I.P.M. Tomlinson and W.F. Bodmer. British Journal of Cancer 75 (2) 157-160, 1997.
Again Tomlinson, this time working with Bodmer, taking a couple of simple but interesting examples of the use of game theory for cancer research. This time they work on two different games: angiogenesis and apoptosis. In the first game angiogenic factors might be produced by tumour cells with the result that the cell producing and its neighbours reap the benefits of increased access to nutrients. In the second game cells might produce factors to escape angiogenesis which might or might not benefit the neighbours.
As it is usual in these cases the model assumes a large population of tumour cells, asexual reproduction and a population site that does not need to be constant since the object of the study is the frequency of particular phenotypes, not their absolute number. Further assumptions: the population of tumour cells is genetically diverse and this diversity is distributed homogeneously.

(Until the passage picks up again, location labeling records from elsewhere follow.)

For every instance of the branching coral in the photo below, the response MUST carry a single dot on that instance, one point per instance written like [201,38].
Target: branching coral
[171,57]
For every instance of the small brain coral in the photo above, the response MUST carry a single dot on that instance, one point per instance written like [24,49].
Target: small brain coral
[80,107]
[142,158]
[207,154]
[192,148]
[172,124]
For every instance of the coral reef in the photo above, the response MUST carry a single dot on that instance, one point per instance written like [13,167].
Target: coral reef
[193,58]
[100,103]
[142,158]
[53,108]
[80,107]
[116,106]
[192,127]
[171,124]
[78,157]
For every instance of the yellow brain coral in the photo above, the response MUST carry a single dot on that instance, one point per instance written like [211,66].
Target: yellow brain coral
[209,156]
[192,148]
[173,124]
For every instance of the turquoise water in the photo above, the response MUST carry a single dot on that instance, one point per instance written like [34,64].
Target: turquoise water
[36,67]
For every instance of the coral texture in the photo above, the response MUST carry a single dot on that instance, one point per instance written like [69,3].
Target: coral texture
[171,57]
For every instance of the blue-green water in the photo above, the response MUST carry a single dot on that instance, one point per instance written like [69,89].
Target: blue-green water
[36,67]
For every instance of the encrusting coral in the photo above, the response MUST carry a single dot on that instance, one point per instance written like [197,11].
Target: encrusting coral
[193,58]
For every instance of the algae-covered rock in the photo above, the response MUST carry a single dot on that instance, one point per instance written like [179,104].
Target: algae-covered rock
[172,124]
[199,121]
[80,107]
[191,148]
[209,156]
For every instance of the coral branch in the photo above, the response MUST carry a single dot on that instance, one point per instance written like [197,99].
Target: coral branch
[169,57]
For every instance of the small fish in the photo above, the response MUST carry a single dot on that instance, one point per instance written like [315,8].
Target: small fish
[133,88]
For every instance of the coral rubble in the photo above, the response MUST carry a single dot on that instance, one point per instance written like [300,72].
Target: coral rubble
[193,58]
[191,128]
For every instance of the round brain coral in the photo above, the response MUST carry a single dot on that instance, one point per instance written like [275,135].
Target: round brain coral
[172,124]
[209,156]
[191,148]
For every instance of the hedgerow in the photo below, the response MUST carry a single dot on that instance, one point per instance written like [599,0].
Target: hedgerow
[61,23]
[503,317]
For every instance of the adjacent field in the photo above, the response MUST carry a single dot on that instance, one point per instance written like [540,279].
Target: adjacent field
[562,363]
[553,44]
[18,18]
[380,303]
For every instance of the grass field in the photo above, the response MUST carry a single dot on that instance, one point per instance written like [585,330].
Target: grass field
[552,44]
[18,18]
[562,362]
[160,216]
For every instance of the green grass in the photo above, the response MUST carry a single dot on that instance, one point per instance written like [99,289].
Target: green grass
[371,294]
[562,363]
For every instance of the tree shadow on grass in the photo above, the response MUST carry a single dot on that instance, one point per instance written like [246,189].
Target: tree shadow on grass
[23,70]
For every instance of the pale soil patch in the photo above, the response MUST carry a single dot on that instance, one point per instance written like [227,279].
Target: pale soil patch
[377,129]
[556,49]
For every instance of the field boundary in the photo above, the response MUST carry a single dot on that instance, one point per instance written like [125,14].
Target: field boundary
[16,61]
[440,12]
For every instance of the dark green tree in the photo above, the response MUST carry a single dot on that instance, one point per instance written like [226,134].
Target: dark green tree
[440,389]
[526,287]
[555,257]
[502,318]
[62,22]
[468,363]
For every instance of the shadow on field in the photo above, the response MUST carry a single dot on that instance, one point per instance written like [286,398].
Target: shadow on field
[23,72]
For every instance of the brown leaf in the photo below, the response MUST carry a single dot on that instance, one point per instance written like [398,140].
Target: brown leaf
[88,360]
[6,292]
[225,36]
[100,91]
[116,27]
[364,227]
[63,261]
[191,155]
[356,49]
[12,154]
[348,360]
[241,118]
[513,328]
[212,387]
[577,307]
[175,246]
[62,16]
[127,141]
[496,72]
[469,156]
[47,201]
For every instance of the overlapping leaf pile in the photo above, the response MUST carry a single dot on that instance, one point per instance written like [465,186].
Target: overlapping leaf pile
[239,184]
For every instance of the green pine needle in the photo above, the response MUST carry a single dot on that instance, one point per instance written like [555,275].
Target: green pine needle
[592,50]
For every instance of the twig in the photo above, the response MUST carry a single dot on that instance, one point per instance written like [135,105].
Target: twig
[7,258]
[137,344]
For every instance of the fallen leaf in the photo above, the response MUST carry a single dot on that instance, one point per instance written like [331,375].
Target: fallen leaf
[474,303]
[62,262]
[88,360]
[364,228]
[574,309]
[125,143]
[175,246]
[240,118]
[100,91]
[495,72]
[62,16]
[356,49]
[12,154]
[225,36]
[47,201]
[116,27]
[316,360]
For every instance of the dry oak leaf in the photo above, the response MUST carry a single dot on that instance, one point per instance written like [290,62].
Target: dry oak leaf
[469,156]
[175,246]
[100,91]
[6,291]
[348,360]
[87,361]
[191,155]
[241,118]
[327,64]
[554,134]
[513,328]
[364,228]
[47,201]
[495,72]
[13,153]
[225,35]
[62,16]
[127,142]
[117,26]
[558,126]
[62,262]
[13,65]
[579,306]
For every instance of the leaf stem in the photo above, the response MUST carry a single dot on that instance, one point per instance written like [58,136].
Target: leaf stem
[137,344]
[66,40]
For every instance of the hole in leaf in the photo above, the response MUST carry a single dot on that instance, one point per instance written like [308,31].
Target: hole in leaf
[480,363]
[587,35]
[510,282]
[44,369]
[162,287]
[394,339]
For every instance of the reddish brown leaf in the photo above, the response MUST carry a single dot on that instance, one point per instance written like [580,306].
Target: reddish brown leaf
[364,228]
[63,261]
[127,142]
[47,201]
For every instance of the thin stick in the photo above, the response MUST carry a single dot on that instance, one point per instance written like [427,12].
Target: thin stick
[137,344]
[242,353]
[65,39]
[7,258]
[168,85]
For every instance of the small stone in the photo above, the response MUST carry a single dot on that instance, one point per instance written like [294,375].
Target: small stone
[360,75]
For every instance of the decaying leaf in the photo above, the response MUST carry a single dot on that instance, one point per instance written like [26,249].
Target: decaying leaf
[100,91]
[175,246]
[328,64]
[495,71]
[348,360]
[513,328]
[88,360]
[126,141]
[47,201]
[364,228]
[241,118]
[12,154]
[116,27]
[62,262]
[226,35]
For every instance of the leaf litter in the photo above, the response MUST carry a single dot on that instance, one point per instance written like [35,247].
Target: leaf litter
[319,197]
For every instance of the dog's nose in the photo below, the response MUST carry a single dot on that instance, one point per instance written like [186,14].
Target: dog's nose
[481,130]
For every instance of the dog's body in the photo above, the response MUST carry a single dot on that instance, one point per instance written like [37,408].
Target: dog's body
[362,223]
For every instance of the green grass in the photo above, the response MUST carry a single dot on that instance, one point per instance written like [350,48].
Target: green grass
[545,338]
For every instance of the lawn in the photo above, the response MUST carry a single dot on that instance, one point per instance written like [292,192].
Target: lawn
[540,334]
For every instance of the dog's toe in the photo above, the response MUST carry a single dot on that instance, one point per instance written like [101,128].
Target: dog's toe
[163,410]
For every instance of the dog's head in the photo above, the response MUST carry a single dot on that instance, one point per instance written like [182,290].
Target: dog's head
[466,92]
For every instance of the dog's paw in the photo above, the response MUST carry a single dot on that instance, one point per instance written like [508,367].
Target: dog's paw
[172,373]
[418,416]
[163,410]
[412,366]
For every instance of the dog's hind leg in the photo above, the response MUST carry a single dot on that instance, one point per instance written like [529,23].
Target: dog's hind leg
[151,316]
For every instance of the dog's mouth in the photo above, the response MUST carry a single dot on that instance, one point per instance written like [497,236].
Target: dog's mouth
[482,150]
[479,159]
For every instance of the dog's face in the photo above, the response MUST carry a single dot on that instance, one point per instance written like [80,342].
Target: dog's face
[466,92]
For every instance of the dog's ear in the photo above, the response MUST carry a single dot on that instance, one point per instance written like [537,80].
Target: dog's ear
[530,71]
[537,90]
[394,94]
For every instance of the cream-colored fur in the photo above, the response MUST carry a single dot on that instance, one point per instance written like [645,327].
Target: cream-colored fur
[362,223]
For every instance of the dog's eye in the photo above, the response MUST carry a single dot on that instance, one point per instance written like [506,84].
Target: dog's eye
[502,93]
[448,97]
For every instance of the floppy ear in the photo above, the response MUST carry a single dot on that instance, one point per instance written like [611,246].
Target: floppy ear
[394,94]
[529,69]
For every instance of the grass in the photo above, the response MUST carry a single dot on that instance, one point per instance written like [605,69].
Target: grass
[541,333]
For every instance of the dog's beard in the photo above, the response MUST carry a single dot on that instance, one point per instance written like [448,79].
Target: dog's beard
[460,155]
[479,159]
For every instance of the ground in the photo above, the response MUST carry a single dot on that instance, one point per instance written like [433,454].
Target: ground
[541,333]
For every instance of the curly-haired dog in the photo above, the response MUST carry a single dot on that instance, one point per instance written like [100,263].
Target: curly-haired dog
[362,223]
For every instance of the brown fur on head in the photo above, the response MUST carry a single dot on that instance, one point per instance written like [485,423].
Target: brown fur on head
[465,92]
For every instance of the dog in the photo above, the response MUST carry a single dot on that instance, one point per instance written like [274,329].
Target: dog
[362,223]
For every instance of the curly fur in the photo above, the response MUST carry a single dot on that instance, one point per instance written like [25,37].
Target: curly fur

In the first game: angiogenesis, there are two strategies: either to produce or not to produce angiogenic factors. There is a cost associated to producing then and also a payoff. If you are a non producing tumour cell and you interact with a producing tumour cell you get the same benefits but none of the costs of a factor producing tumour cell. The result is that there are equilibria in which both phenotypes coexist as long as the cost of producing angiogenic factors is outweighed by the benefit.
The second game is more sophisticated. In this case we have three different strategies: either we produce factors to help neighbouring cells avoid apoptosis (paracrine factors), or we produce autocrine factors that help us avoid apoptosis or, alternatively, we might save ourselves all that trouble and do nothing. As usual there is a payoff table in which the different parameters represent the costs of producing paracrine and autocrine factors and the benefits they provide to whoever is the target of the factor. Tomlinson and Bodmer use GT to study different types of equilibria.
In this case it is easy to see that the first strategy is not viable since any group of cells doing nothing and reaping the benefits of endocrine factor producing cells would drive them to extintion. On the other hand if the cost of producing autocrine factors is smaller than the benefit of avoiding apoptosis then there will be a selection for cells capable of producing those autocrine factors.
The conclusion of the paper is that a tumour cell population might not adopt a strategy that would help the whole but does not confer any advantage to the individual that brings it (which is a reasonably safe proposition to make to people studying evolution). The question is again if there could be therapies designed to exploit the fact that tumour cells can stop cooperating among each other.